Куда идти от тюремных ворот — домой, на завод, к друзьям или в райком — Алексеев не размышлял: конечно, в райком партии, на Новосивковскую, в дом 23. Там, в скромненьком одноэтажном домишке с надежным выходом в сад, были его мысли, там привык он вместе с товарищами заваривать «кашу» — готовить забастовки, демонстрации, собрания. Скорей туда — к спорам, к речам, к бессонным ночам, к работе!..

А может, все же домой? Там мать… добрая, приветливая, вечно хлопочущая, спешащая. Для каждого находилось у нее ласковое слово. В поселке ее любили все. Даже урядник Нопин, который, кажется, и родился-то насупленным, с матерным словом во рту, и тот при встрече изволил молвить хоть и хмуро, но вполне благожелательно: «Здравия желаю, Анисья Захаровна». Как не любить ее ему, кого она не только на свет родила, но и выходила, хилого, болезненного, будто с того света вызволила?

Все помнилось Василию… Как сидела мать у его изголовья ночами, гладила его пышущий жаром лоб своей рукой, которая казалась такой прохладной, снимающей боль… Как, унижаясь и плача, моталась по соседям, выпрашивала какой-нибудь еды для своих детей… Как она молилась.

В бога Анисья Захаровна не верила, хотя иконы в избе держала и била поклоны истово. Бог представлялся ей некой силой, неодобрительно относящейся к пьянству. А пьянство виделось ей самым жестоким из всех земных зол, ибо муж ее, Петр Алексеевич, пил жестоко и оттого в дом шли все беды.

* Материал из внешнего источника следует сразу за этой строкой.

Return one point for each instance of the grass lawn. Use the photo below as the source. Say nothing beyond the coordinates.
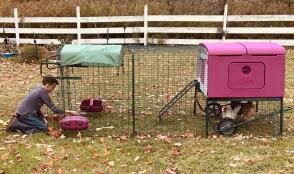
(92, 152)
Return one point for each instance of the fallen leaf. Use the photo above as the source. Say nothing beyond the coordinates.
(59, 171)
(165, 138)
(111, 163)
(178, 144)
(29, 146)
(250, 161)
(137, 158)
(176, 152)
(232, 165)
(148, 148)
(237, 158)
(5, 156)
(99, 172)
(171, 171)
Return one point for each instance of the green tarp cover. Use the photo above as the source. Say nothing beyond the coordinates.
(91, 55)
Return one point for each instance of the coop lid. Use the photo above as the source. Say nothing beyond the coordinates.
(91, 55)
(221, 48)
(263, 48)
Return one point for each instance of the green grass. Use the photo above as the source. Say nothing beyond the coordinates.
(116, 151)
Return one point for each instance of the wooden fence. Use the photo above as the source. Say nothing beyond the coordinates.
(223, 30)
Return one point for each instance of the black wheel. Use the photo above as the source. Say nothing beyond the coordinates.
(225, 126)
(214, 109)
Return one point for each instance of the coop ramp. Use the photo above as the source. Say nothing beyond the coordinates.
(177, 98)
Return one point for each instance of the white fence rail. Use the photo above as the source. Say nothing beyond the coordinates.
(146, 28)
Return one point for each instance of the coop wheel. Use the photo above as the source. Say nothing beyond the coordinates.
(214, 109)
(225, 126)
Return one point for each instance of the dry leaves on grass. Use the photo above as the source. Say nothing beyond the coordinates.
(53, 132)
(164, 138)
(176, 152)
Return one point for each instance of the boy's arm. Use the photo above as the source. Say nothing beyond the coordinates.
(47, 100)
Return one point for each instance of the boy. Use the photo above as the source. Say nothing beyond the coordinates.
(29, 118)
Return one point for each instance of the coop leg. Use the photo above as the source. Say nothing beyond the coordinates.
(281, 117)
(206, 118)
(195, 101)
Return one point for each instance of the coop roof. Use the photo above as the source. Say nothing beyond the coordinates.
(91, 55)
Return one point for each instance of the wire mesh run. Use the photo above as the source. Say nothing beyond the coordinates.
(154, 83)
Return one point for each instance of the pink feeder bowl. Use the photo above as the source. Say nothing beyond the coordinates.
(91, 105)
(74, 122)
(241, 69)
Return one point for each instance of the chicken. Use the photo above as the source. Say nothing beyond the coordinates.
(248, 110)
(227, 112)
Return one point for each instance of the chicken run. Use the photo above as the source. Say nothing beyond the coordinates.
(230, 84)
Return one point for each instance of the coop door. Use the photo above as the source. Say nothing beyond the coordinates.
(249, 75)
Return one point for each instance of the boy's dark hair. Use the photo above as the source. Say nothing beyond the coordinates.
(49, 80)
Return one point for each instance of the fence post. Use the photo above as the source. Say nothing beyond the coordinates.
(145, 24)
(16, 26)
(225, 22)
(78, 24)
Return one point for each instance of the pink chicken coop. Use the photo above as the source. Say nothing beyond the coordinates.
(238, 73)
(241, 70)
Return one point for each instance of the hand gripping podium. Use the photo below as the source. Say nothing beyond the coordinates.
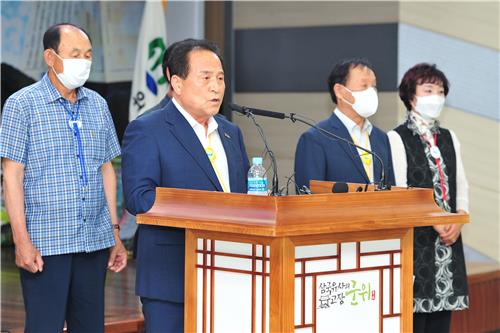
(312, 263)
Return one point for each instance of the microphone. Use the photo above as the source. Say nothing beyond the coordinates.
(258, 112)
(339, 187)
(382, 186)
(250, 113)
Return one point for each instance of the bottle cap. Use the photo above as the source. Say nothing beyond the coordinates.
(257, 160)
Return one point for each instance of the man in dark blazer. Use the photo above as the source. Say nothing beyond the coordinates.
(352, 86)
(170, 147)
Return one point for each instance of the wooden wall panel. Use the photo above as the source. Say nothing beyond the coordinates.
(260, 14)
(473, 21)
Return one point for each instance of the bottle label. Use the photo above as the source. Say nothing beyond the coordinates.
(257, 185)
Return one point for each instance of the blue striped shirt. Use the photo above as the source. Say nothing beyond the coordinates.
(62, 215)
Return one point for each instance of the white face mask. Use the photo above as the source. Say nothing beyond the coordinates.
(75, 73)
(365, 102)
(430, 106)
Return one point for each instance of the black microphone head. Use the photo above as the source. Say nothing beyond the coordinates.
(340, 188)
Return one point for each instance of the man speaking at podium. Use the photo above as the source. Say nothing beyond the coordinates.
(352, 86)
(182, 145)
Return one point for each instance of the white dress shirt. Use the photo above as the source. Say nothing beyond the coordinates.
(359, 135)
(210, 136)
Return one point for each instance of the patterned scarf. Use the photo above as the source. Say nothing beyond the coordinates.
(425, 129)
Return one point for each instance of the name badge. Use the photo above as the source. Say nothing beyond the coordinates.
(435, 152)
(73, 122)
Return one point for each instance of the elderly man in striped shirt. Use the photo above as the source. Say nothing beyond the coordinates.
(57, 141)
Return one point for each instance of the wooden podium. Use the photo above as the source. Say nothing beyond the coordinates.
(313, 263)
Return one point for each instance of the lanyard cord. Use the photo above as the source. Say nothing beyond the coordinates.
(76, 130)
(211, 156)
(366, 158)
(441, 176)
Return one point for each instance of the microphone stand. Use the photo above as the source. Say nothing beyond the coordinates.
(274, 188)
(382, 186)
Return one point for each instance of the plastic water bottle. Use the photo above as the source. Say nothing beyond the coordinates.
(257, 180)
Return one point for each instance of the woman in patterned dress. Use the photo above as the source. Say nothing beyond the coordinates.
(427, 155)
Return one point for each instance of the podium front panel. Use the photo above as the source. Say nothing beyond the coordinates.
(339, 286)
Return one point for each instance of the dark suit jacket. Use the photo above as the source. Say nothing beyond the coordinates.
(160, 149)
(319, 157)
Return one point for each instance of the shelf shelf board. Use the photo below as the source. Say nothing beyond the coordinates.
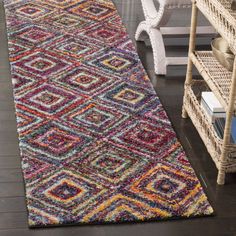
(213, 143)
(216, 76)
(221, 17)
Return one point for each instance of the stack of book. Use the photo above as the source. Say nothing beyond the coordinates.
(212, 107)
(216, 115)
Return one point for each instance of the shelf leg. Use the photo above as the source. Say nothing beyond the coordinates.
(227, 130)
(221, 178)
(192, 43)
(184, 113)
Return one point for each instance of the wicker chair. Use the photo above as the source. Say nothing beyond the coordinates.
(153, 26)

Этому вот богу и жаловалась Анисья Захаровна на своего мужа, советовалась с этим богом, делилась с ним мелкими радостями и все просила его о чем-нибудь, необходимом для семьи и детей. А когда Петр Алексеевич, протрезвев после очередного запоя, замаливал перед ней свои грехи, она тут же забывала про бога, переставала молиться, ходила быстрая и веселая, обрушивала всю свою доброту на мужа в надежде, что это последний его загул. Но наступал день, когда муж вновь являлся вдребодан пьяным и, словно мстя за послабление, что дал своей жене, вымещал на ней всю злобу и горечь, накопившиеся за эти трезвые дни и всю горькую жизнь.

Мать… Да, она любит его больше всех, своего старшенького; да, скучает, волнуется, плачет, когда не видит неделями, а то и месяцами, уже отчаялась видеть дома; да, он рискует быть покалеченным, а то и убитым в какой-нибудь схватке с городовыми, как она говорит. Все это так, он и сам понимает. Но что поделать? Ведь все уже давно ясно: главное — революция, борьба, а не семейные нежности. Жестоко? Может быть. Хотя, по правде говоря, по молодости лет своих Алексеев и не чувствовал этой своей жестокости. А только вдруг в самый неподходящий момент — то за станком, то на каком-нибудь собрании — всплывет перед глазами горестное материнское лицо, увидятся руки ее с распухшими суставами, с заветренной кожей, но — боже мой! — до чего же проворные, умелые и ласковые, натруженные на десять жизней, услышится тихий с хрипотцой голос ее, чуть обиженный и просящий: «Приходи поскорей, сынок». Так увидится и услышится, что удушьем схватит грудь…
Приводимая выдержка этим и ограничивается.